Understanding Arterial AtherosclerosisIn addition, attention was drawn to the fact that cholesterol in the blood and deposited in the walls of the arteries is always associated with the protein substances of the blood. Thus, the role of the latter in the origin of cholesterol deposits in the walls of arteries cannot be rejected either.

Establishing the important role of metabolic factors in the development of atherosclerosis is essential for understanding the essence of this disease. In previous years, atherosclerosis (arteriosclerosis) was considered only a disease of the arteries, now atherosclerosis should be considered as a violation of metabolism and nutrition of the whole organism. The defeat of the arteries is the most essential and practically the most important manifestation of this metabolic disease, especially the metabolism of fatty substances.

Let us now proceed to consider the question of what significance all the data presented here have for medical practice. First of all, it should be noted that the attribution of arterial atherosclerosis to the group of diseases of nutrition and metabolism has completely changed the view of doctors on the nature and origin of the disease described. This, in turn, has found a vivid reflection in both the prevention and treatment of atherosclerosis. Much attention was paid to the state of nutrition and metabolism in such patients, as well as in the elderly, predisposed to this disease.

Who can be attributed to this category, which people are most prone to arterial atherosclerosis? First of all, those who are already hereditarily burdened in the sense that their parents or relatives suffered from diseases that are a manifestation of atherosclerosis, for example angina pectoris, myocardial infarction.

Further, a very important moment for the disease and intensifying it is the state of arterial hypertension, that is, an increase in blood pressure in the arteries. Arterial hypertension can appear as separate outbreaks (the so-called hypertensive crises), and exist continuously for a long time, representing the main symptom of hypertension. Currently, there is no disagreement on the issue that hypertension is the most important condition contributing to the development of arterial atherosclerosis. Some even believe that chronic arterial hypertension and atherosclerosis are a single disease, depending on the malfunctioning of those parts of the brain that regulate both metabolic processes in the body and the reactions of the arterial system.

The next important point, predisposing to the disease of atherosclerosis, are various intensified or perverted reactions from the higher nervous activity.

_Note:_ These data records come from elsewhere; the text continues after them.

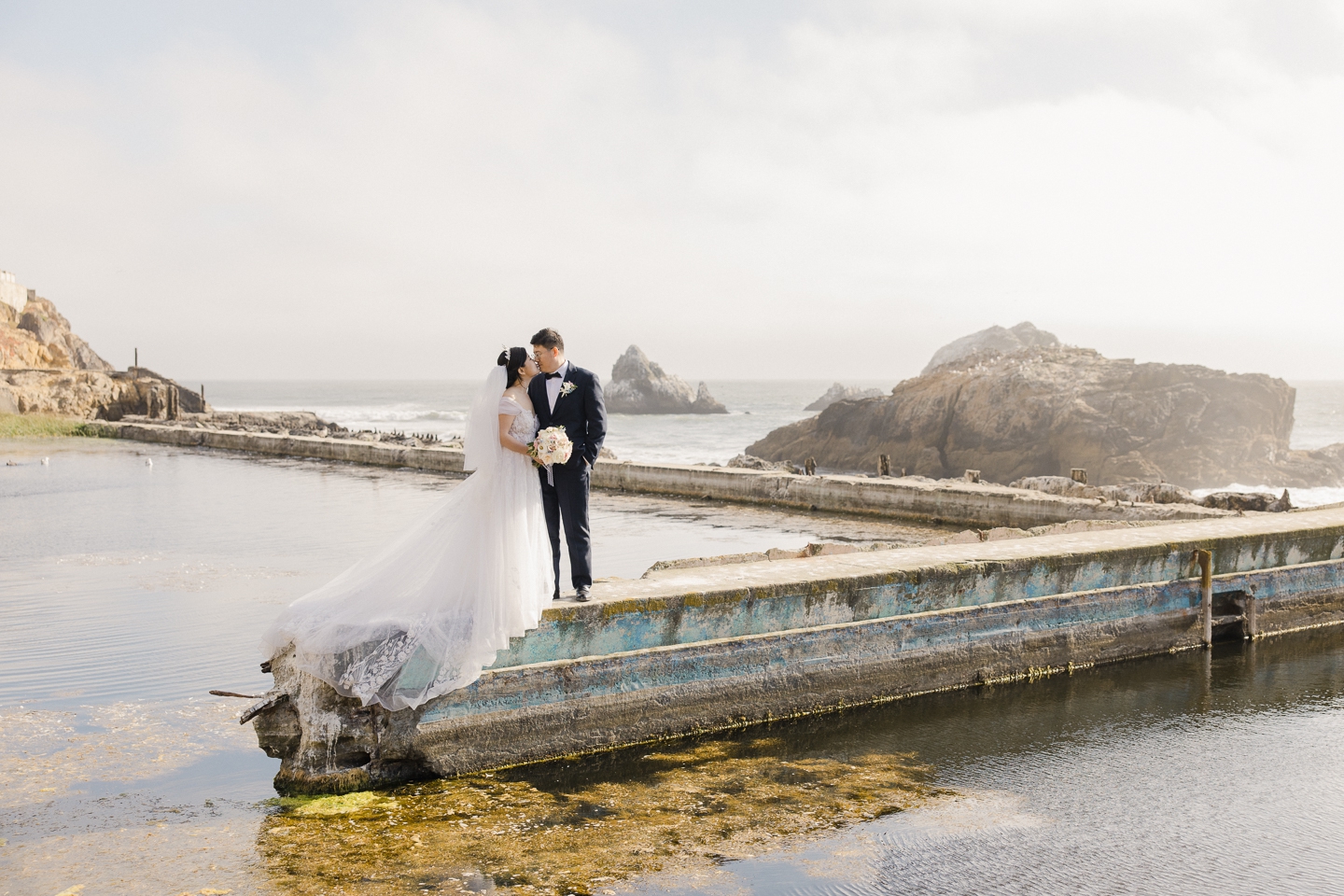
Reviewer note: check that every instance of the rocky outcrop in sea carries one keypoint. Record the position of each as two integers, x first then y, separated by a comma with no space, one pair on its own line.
46,369
842,392
1043,412
640,385
995,339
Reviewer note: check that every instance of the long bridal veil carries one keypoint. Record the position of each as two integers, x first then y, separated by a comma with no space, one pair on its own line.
430,610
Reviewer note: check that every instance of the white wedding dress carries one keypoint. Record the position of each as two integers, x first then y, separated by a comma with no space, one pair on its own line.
430,610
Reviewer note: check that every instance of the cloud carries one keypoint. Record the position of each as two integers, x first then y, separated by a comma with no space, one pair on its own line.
797,191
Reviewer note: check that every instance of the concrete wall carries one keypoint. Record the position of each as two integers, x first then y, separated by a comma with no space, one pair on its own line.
715,648
955,503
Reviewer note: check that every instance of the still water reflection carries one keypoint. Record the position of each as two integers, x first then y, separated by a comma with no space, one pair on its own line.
1191,773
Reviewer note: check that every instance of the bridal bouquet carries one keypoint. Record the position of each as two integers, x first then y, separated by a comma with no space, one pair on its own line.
552,446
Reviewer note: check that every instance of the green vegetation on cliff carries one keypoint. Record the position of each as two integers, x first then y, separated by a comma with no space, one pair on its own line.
26,426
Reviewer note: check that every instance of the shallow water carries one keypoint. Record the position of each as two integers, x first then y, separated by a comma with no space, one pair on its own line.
128,590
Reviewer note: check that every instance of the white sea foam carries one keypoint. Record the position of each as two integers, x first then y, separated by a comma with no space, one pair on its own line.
756,409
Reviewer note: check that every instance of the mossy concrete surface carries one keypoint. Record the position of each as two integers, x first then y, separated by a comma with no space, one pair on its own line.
715,648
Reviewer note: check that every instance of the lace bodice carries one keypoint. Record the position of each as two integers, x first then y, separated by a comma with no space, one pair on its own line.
525,422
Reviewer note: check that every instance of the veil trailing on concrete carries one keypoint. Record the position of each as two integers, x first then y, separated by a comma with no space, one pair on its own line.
430,610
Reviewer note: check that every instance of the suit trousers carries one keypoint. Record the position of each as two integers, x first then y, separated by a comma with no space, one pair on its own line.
566,501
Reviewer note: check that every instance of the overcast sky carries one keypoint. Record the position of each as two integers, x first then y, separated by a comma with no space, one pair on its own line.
745,189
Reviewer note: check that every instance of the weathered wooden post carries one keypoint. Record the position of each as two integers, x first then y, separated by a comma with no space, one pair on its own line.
1206,592
1252,624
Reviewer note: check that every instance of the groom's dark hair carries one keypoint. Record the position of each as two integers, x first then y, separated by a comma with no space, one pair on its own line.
549,339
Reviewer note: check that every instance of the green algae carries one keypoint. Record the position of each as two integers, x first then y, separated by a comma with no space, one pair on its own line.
578,828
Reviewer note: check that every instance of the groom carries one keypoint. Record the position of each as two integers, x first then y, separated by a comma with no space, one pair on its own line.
570,397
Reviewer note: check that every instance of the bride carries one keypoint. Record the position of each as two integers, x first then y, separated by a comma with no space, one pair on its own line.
429,611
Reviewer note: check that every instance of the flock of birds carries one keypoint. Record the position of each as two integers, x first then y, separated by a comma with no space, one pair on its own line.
46,461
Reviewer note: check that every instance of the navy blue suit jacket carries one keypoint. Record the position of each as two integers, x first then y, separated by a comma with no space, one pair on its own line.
581,412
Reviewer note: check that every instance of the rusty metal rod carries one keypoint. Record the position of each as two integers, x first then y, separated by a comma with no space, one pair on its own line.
1206,592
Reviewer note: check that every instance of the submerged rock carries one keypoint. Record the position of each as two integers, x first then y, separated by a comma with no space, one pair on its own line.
638,385
1132,492
1039,413
749,462
1249,501
842,392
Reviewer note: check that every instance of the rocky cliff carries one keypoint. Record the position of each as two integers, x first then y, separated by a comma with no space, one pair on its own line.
995,339
39,337
1042,412
842,392
638,385
45,369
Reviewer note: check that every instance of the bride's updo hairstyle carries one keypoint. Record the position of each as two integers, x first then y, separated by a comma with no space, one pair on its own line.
512,360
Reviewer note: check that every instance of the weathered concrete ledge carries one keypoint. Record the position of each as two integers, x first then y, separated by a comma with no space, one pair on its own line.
703,649
953,503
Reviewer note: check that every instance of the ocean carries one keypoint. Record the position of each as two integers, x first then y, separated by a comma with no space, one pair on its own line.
756,407
136,578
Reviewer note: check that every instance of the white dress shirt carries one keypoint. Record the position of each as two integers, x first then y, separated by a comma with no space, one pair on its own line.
553,385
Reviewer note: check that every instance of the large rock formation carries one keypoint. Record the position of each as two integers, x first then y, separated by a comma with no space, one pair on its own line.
1043,412
45,369
638,385
996,339
842,392
38,337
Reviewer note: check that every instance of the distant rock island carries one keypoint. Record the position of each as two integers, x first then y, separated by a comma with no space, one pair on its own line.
638,385
1042,409
996,339
842,392
45,369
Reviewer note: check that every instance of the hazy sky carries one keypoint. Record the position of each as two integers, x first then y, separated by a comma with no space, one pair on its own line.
745,189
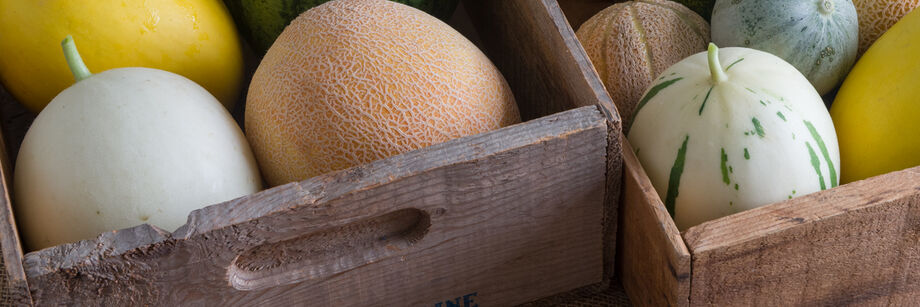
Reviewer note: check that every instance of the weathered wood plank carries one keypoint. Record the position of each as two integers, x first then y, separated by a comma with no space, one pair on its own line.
14,290
653,261
855,244
535,48
497,218
537,51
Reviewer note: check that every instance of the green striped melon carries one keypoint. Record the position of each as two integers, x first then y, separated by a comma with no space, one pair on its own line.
818,37
717,141
261,21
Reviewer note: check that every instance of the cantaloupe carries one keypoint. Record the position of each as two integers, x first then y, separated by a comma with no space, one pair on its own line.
349,82
631,43
876,16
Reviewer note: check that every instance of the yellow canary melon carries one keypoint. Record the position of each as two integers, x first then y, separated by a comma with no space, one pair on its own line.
353,81
876,110
630,43
877,16
192,38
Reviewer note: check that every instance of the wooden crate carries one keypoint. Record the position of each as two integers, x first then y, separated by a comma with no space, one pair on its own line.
499,218
855,244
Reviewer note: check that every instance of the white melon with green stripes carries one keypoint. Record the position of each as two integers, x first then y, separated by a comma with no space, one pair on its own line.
716,141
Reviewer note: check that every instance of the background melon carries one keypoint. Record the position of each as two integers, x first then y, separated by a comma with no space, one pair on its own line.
350,82
876,109
631,43
193,38
876,16
261,21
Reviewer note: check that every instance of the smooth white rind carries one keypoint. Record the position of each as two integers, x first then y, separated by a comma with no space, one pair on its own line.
778,163
125,147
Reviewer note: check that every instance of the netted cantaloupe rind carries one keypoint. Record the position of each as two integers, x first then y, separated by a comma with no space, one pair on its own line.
350,82
877,16
631,43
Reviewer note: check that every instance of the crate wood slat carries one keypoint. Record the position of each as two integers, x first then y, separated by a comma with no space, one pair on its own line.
16,289
501,218
653,261
532,43
858,244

The latter consist in states of increased tension, frequent affects, various breakdowns of nervous activity, leading to a state of neurosis and affecting the entire body, its state of metabolism and vascular reactions. Often, such pathological conditions of the nervous system are also the basis of hypertension.

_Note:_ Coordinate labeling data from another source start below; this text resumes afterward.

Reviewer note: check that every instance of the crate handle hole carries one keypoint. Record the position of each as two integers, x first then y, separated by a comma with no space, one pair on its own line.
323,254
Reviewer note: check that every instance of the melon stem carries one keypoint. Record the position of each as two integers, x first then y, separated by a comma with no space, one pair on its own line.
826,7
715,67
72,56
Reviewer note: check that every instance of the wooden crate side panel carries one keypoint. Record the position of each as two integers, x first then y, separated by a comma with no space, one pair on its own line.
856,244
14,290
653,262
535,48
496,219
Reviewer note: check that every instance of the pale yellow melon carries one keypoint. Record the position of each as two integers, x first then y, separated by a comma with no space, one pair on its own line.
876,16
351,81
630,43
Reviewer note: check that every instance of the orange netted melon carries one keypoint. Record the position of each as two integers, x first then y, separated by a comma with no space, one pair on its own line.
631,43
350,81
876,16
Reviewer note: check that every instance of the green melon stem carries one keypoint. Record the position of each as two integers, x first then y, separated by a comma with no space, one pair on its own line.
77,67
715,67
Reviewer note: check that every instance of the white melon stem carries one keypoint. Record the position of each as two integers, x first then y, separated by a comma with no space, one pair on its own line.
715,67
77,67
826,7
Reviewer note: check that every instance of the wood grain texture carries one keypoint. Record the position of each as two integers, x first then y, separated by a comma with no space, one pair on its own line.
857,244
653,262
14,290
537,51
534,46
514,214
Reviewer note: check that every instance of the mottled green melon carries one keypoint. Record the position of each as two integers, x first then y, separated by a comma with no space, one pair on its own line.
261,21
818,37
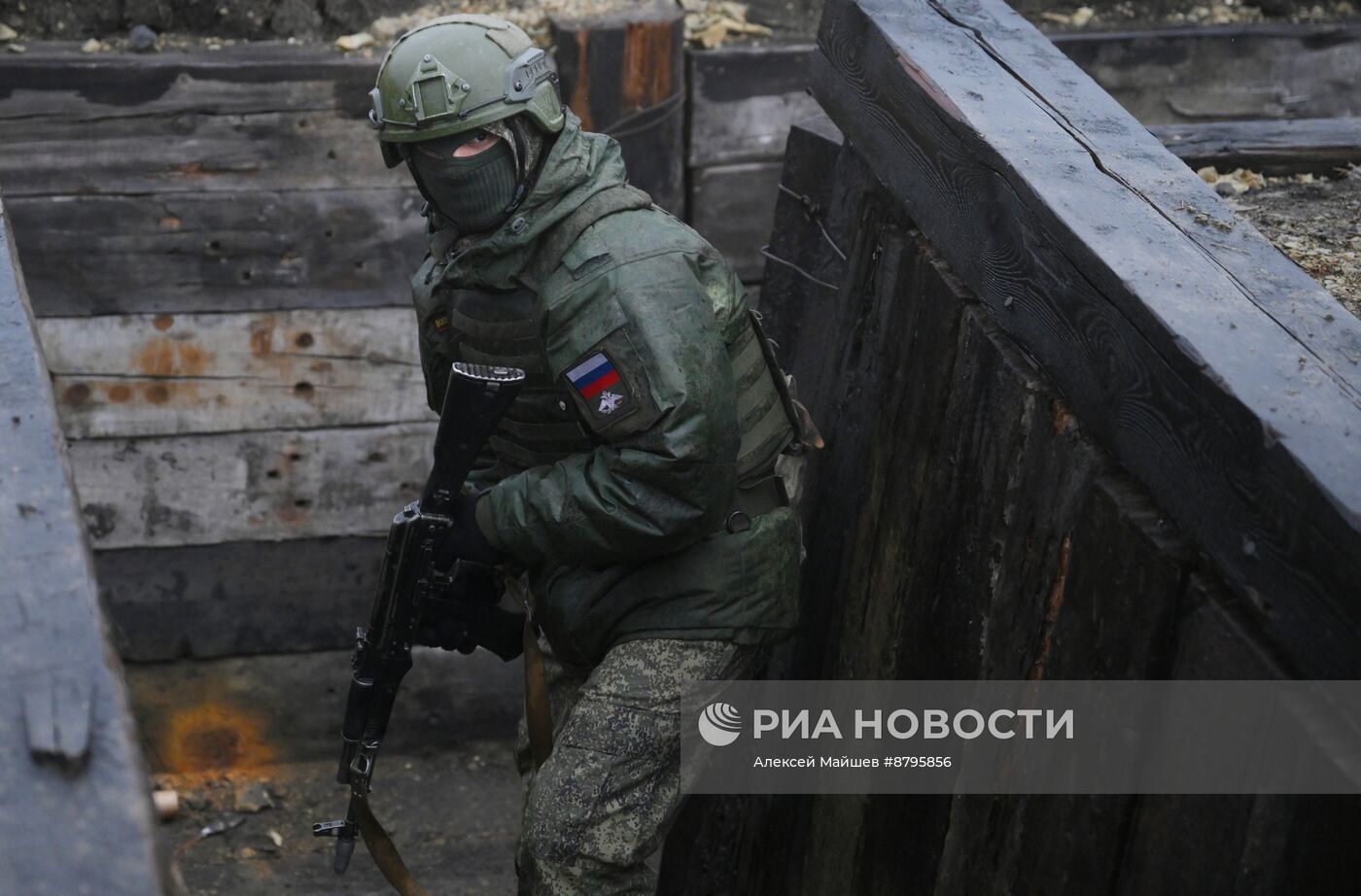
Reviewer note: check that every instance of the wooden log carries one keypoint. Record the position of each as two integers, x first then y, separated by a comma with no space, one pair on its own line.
623,74
1317,146
744,99
1225,72
268,486
193,153
176,374
732,207
74,773
1201,357
812,231
238,599
220,252
56,81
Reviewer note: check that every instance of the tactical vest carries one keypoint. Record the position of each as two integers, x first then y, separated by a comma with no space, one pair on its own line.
507,329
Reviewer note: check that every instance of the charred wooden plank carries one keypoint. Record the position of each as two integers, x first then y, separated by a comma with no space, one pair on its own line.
1317,146
812,231
1225,72
623,74
176,374
267,486
732,207
65,731
1202,358
220,252
744,99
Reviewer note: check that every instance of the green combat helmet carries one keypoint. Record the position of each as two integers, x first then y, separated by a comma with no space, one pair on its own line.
460,72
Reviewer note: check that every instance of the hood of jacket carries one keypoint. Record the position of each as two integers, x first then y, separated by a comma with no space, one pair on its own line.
578,166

We have pointed out the main features and essence of lesions of the arteries that form the basis of atherosclerosis. From all the data presented, it is easy to understand in which direction the issues of diagnosis, prevention and therapy of this disease are being developed.

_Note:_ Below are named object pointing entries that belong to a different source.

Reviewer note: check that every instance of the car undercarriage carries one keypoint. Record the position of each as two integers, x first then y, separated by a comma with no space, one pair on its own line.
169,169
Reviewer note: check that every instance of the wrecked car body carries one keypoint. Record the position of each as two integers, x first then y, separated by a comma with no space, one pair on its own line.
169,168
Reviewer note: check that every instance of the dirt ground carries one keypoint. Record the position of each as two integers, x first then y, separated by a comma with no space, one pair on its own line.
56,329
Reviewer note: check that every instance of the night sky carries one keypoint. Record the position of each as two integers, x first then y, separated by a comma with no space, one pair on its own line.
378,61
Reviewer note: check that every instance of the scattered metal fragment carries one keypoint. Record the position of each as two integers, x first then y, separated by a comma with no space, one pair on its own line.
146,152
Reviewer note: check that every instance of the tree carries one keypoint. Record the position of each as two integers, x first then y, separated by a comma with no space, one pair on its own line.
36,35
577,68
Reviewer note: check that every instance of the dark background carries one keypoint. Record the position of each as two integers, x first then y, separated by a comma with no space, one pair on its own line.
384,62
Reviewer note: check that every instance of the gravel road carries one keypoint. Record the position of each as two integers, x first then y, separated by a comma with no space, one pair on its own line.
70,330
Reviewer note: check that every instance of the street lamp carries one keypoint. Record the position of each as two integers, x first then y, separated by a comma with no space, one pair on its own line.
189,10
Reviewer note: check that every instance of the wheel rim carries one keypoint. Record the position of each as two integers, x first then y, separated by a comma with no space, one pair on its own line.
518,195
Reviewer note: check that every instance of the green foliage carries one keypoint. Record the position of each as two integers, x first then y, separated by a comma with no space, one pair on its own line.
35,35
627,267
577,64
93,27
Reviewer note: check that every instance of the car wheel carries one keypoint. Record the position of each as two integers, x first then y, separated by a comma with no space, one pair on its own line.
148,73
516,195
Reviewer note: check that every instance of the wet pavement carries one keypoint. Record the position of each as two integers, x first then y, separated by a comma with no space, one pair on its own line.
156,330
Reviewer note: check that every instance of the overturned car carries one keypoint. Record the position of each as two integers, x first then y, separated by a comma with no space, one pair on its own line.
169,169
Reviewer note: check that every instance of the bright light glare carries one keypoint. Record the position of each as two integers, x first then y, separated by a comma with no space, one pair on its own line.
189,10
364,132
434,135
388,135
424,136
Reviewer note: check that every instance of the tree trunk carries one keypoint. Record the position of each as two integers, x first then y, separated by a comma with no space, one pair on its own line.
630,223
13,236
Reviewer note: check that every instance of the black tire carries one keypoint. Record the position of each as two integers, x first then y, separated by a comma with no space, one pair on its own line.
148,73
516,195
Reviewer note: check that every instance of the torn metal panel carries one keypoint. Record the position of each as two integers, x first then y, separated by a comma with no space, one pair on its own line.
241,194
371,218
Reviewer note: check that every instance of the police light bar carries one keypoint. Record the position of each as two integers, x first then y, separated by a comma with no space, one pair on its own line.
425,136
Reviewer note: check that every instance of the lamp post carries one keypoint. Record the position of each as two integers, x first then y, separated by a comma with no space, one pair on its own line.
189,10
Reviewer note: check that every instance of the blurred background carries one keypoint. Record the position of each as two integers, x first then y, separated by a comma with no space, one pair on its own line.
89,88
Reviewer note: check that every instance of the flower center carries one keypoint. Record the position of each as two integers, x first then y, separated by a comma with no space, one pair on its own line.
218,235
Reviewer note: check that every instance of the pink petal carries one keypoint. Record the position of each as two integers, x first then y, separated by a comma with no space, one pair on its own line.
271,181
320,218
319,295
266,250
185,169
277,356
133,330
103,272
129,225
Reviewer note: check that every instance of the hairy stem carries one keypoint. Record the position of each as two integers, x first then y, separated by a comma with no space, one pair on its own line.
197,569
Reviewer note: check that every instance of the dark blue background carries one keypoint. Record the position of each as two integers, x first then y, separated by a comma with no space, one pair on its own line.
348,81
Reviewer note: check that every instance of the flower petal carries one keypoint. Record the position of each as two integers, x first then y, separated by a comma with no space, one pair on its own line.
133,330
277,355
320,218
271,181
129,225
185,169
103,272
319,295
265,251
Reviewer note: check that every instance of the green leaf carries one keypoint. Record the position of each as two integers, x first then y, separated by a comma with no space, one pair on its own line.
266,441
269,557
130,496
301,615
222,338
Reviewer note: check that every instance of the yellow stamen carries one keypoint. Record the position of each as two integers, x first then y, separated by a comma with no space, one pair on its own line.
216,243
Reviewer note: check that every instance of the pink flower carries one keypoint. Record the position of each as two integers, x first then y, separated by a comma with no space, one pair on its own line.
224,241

Diagnosis of atherosclerosis is based mainly on the detection of those secondary changes in organs that arise as a result of damage to the arteries in this disease. However, for a long time, atherosclerotic lesions of the arteries remain difficult to recognize for a doctor, until they manifest themselves in the form of disturbances in the blood supply to vital organs: the heart, brain, or do not make themselves felt as a picture of insufficient blood supply to the lower extremities. The presence of these diseases is relatively easily detected by doctors on the basis of both conventional and some enzymes that appear in the blood in an increased amount already in the early stages of myocardial infarction. On the basis of all these diagnostic techniques, practitioners for the most part correctly recognize atherosclerotic changes in the arteries that underlie the violation of the activity of internal organs.